Nie było żadnych poważnych skarg na importowane czołgi z radzieckich czołgistów. Brytyjskie Valentines chwalono za cichy ruch i oszczędność paliwa, łatwy start nawet w chłodne dni i bezproblemową obsługę głównego działa. Pod koniec 1941 roku Valentines miał dobry, aczkolwiek nie niezniszczalny pancerz. Zbesztali sojuszniczy czołg za niską prędkość, krótki zasięg, słaby silnik, zawodny karabin maszynowy i zbyt małą ilość amunicji, a także za brak odłamkowo-burzących pocisków odłamkowych. Nie najlepszy sposób, w jaki „Walentynki” i „Matylda” zachowywały się na śniegu, choć nie tak źle, jak to często próbuje przedstawiać. Jednocześnie czołgi brytyjskie jechały lepiej na śniegu i lodzie niż jakikolwiek T-60, ale zauważalnie gorzej niż T-34 czy KV-1. Specyfika teatru działań wciąż dawała się odczuć.
>>>>Pomysły na życie | NOVATE.RU<<<<
Pod koniec roku pod Moskwą pojawiły się kolejne 138., 170. i 171. bataliony czołgów, wyposażone w alianckie pojazdy. Mieli 12 Matyld, 9 Walentynek i 10 sowieckich T-60. Jednocześnie w latach 170. i 171. załogi Valentines nie miały przeszkolenia do pracy na brytyjskich czołgach, jedynie załogi Matyldy ukończyły 10-dniowy kurs. Wynikało to z pośpiechu w formowaniu jednostek z powodu trudnej sytuacji pod Moskwą. W rezultacie mechanicy zrujnowali kilka walentynek jeszcze przed pierwszym starciem bojowym i tymczasowo ogłuszyli jednostki. Uruchomienie i wysłanie na front wszystkich pierwszych brytyjskich czołgów w ZSRR trwało 1-2 miesiące. Tak więc nawet pierwsze czołgi Lend-Lease po prostu nie miały czasu na fazę obronną bitwy pod Moskwą.

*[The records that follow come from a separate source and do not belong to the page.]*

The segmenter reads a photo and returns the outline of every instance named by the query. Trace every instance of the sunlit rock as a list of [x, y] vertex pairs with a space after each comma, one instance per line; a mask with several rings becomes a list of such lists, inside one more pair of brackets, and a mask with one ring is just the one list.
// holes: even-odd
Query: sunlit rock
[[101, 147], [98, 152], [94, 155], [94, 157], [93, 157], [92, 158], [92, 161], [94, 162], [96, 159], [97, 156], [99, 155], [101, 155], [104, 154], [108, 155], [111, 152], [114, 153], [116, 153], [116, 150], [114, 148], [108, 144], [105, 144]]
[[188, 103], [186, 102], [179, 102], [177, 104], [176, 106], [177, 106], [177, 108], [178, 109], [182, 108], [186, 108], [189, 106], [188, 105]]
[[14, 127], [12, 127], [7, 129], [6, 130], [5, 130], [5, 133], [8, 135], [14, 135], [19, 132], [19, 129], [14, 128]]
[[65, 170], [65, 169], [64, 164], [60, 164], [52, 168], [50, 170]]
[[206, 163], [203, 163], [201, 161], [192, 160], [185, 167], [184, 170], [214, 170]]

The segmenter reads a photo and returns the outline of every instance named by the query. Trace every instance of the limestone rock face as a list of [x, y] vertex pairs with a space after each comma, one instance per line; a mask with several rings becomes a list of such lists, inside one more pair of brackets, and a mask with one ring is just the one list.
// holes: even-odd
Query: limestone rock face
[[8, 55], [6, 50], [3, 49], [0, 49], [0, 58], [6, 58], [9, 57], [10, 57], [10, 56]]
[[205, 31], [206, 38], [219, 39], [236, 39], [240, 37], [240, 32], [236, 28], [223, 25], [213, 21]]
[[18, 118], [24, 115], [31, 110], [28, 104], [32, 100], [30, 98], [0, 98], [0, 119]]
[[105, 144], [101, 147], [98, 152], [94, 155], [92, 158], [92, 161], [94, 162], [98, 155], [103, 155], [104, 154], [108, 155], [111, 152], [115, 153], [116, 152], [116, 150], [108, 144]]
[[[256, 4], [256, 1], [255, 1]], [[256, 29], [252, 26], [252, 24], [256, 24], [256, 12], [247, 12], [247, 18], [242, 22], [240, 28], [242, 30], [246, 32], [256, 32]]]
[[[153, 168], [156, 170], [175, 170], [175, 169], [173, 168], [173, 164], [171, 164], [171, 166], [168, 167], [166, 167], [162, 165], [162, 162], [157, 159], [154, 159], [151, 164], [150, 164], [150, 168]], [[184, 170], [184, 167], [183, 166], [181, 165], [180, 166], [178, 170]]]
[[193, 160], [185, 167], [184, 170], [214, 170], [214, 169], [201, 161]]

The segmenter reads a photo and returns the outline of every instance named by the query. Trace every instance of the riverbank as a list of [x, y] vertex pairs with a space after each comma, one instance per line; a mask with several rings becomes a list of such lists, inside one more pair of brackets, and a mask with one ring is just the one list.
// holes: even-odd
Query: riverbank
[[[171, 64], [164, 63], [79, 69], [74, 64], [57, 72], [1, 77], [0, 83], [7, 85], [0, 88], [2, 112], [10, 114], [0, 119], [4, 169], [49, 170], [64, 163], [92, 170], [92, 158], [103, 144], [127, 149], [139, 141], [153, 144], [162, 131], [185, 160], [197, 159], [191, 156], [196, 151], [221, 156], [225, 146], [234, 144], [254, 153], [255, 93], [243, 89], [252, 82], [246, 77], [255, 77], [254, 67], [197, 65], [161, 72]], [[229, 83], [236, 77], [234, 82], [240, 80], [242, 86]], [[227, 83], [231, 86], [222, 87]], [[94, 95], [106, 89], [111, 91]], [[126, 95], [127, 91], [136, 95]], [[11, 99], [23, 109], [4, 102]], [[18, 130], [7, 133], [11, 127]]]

Zimą 1941-1942 na froncie wschodnim nie było zbyt wielu brytyjskich pojazdów, dlatego fizycznie nie miały nawet szansy na wywarcie znaczącego wpływu na to, co się dzieje. Niemniej jednak czołgi brytyjskie stały się dobrą pomocą dla Armii Czerwonej, często stając się najlepszą alternatywą dla pojazdów takich jak T-60. Mimo całej swojej dwuznaczności, brytyjskie samochody wciąż były jedną z tych kropli na morzu, z której następnie wyłania się czubek szybu burzowego. Brytyjskie czołgi odegrają znacznie większą rolę w nadchodzących operacjach, przede wszystkim podczas Bitwy o Kaukaz. Amerykańskie Shermany okażą się dla ZSRR znacznie cenniejszym ładunkiem niż Matyldy i Walentynki. Ale to zupełnie inna historia.
Jeśli chcesz wiedzieć jeszcze ciekawsze rzeczy, to powinieneś poczytać o tym, co to jest „Sherman Świetlik” - ostatnia rzecz, jaką niemieccy czołgiści widzieli przez peryskop na drugim froncie.